A small town outside Phoenix, Guadelupe, had been the dramatic scene of one of Sheriff Joe Arpaio's "criminal sweeps". The mayor and most townsfolk vigorously protested the round-up of undocumented for minor tariff violations. Sheriff Joe struck back by cancelling police protection to Guadelupe. The town has six months to find alternate policing. Settled originally by Yakqui Indians feeling persecution in Mexico, now it is half Hispanic and poor with a high crime rate and gang activity. Now that it must find their own policing, many residents are having second thoughts about defying Sheriff Joe. (See LA Times article.)

Friday, October 10, 2008

Sheriff Joe's Round-ups Illegal Says Former U.S. Attorney

A former U.S. Attorney for Arizona says Sheriff Joe Arpaio's round ups of Hispanics are clearly illegal and the Justice Department should stop them. (See Arizona Republic article.)

Senators Ted Kennedy (D. MA) and Robert Menendez (D. NJ) have introduced legislation to protect the rights of U.S. citizens and legal immigrants who have been swept up in ICE raids. This is common enough, as in the recent ICE raid in Greenville, S.C. Often some who are detained are unable to prove citizenship because they carry no documentation. ICE agents would be required to advise the detainees of their rights, especially to remain silent. This would be similar to the "Miranda" rights afforded in criminal arrests. (See Washington Post article.)

Thursday, October 9, 2008

Business Learders Launch a Campaign for Legalization

Business leaders in Arizona and three other states are starting a media campaign to turn attention from securing the borders to advancing legalization and a guest-worker program. They argue that there as been much progress on the border, but this has led also to a shortage of workers. The campaign is supported by the Arizona Chamber of Commerce and such ad-hoc groups like Arizona Employers for Immigration Reform. (See Arizona Republic article.)

Wednesday, October 8, 2008

ICE Raids in South Carolina

ICE rounded up more than 300 undocumented workers at a chicken processing plant in Greenville, S.C. Some were charged with aggravated identity-theft. Another aspect of the raid is ICE's claim to going after the employers as well as the workers. (See Washington Post article.)

Monday, October 6, 2008

Undocumented Homeowners Better Risks

The Los Angeles Times reported that undocumented homeowners seem to be better risks to lenders than U.S. citizens. This conclusion comes from a comparison of delinquencies of those who submitted ITINS numbers in processing the loans and those who used Social Securities numbers. An ITINS number is simply the tax number one receives from the Internal Revenue Service. It is legal for lenders to accept such verification in stead of the Social Security number. Undocumented aliens generally apply and receive such numbers. That's what is submitted for a home loan. Delinquencies on ITINS loans is 1.15% compared to 3.5% on other loans. Lenders that do accept the ITINS still set tougher qualifications for undocumented borrowers. As a consequence few undocumented homeowners took subprime loans and so few face foreclosure. Many undocumented also look on homeownership as one of their primary goals in establishing roots in U.S.

Thursday, October 2, 2008

Border Crossings Drop

The Border Patrol has reported a significant drop in arrest of those crossing the border without documentation. This it attributes to its tough enforcement, and so claims an indication that illegal entry is declining as a consequence. (See NY Times article.) The Pew Hispanic Center also released a report to similar effect, but attributes it more to the downturn in the economy and the industries that attract the undocumented. The Inter-America Development Bank which monitors the flow of monies between countries of the hemisphere reports that last year remittances to Mexico and other countries have dropped drastically. This is another indication of the decline in "unauthorized immigration."
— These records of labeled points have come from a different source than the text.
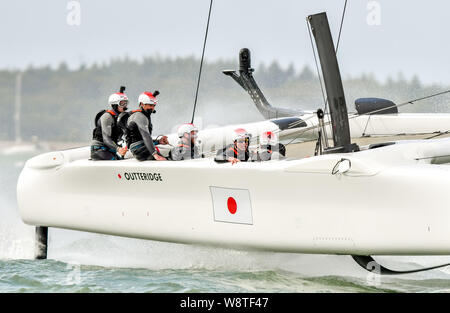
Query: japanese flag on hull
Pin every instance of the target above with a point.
(231, 205)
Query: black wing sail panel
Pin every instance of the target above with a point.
(245, 80)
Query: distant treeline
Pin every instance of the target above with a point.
(60, 104)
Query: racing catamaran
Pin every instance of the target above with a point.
(383, 199)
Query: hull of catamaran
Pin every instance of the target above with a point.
(392, 200)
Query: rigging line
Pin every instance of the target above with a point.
(340, 28)
(367, 124)
(201, 62)
(372, 112)
(440, 134)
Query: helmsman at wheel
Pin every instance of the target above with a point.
(140, 129)
(106, 133)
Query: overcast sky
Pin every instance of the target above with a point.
(381, 37)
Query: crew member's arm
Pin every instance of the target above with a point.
(142, 124)
(225, 155)
(178, 153)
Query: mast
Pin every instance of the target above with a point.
(18, 104)
(333, 84)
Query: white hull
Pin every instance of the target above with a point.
(388, 203)
(360, 125)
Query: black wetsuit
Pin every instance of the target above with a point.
(105, 136)
(231, 151)
(140, 132)
(184, 151)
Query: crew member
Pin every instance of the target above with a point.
(140, 129)
(187, 147)
(270, 148)
(238, 151)
(106, 133)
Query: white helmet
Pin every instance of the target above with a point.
(147, 98)
(186, 128)
(241, 133)
(119, 98)
(268, 138)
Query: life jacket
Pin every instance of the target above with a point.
(134, 134)
(232, 151)
(97, 132)
(122, 121)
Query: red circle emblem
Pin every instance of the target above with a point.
(232, 206)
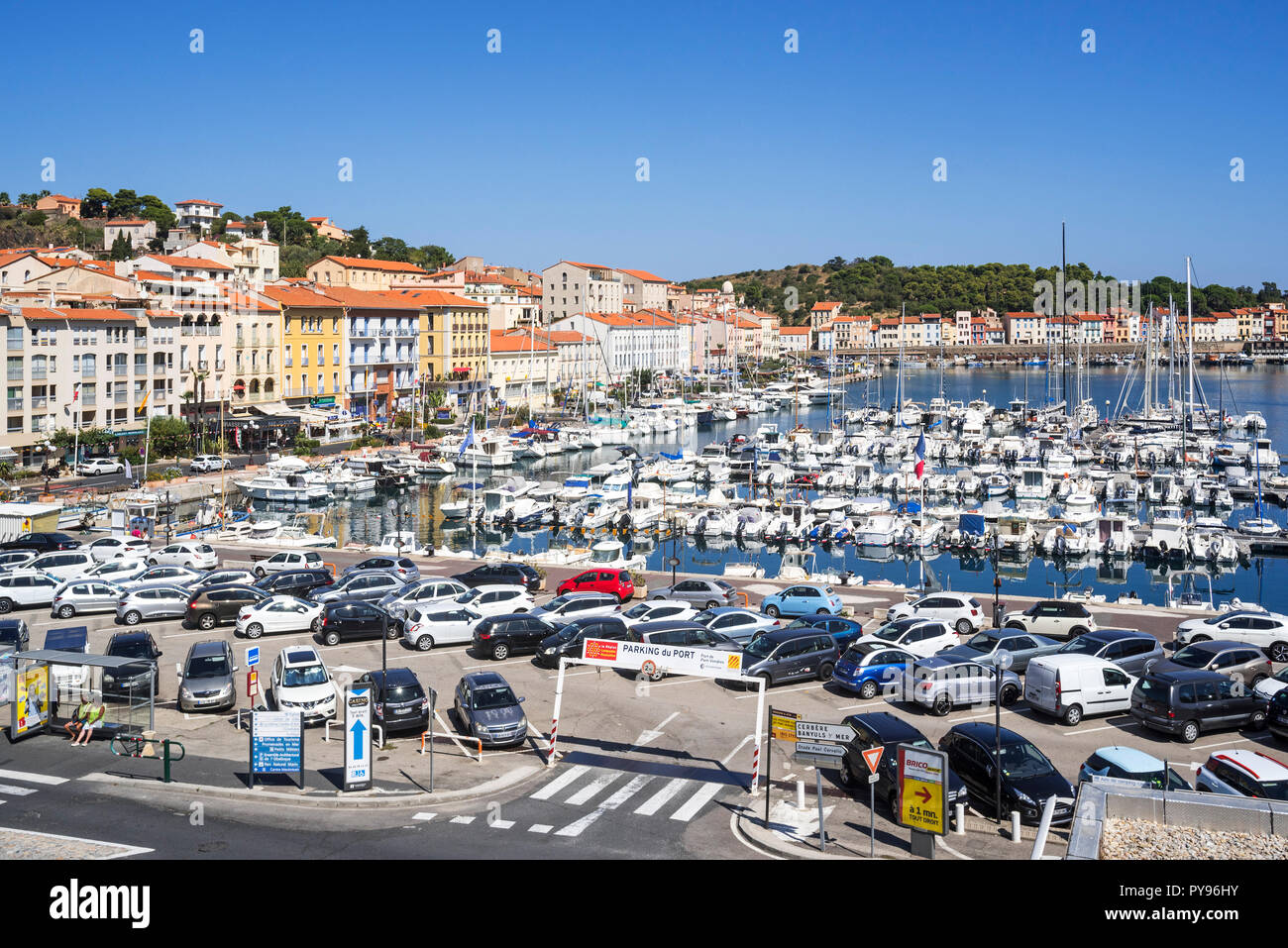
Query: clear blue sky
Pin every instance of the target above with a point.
(758, 158)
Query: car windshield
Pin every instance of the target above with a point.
(304, 675)
(207, 666)
(1024, 760)
(494, 695)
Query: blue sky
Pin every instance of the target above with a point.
(756, 158)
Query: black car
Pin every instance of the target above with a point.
(567, 640)
(398, 700)
(295, 582)
(1185, 702)
(1028, 779)
(883, 729)
(42, 543)
(500, 636)
(136, 679)
(513, 574)
(346, 620)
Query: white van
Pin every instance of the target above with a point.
(1069, 686)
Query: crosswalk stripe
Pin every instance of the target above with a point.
(561, 782)
(33, 779)
(591, 789)
(612, 802)
(697, 801)
(655, 802)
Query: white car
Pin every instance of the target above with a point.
(189, 553)
(300, 682)
(1266, 630)
(117, 548)
(496, 599)
(94, 467)
(658, 609)
(288, 559)
(922, 636)
(449, 627)
(279, 614)
(958, 609)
The U.N. Commissioner for Human Rights, Navanethem Pillay, has decried the detention of millions of immigrants and asylum seekers throughout the world, but focused especially on the growing practice in the European Union (EU). She argued that these people are not criminals and should not be treated as such. She also lamented the growing practice of detaining unaccompanied minors. (See Reuters article.)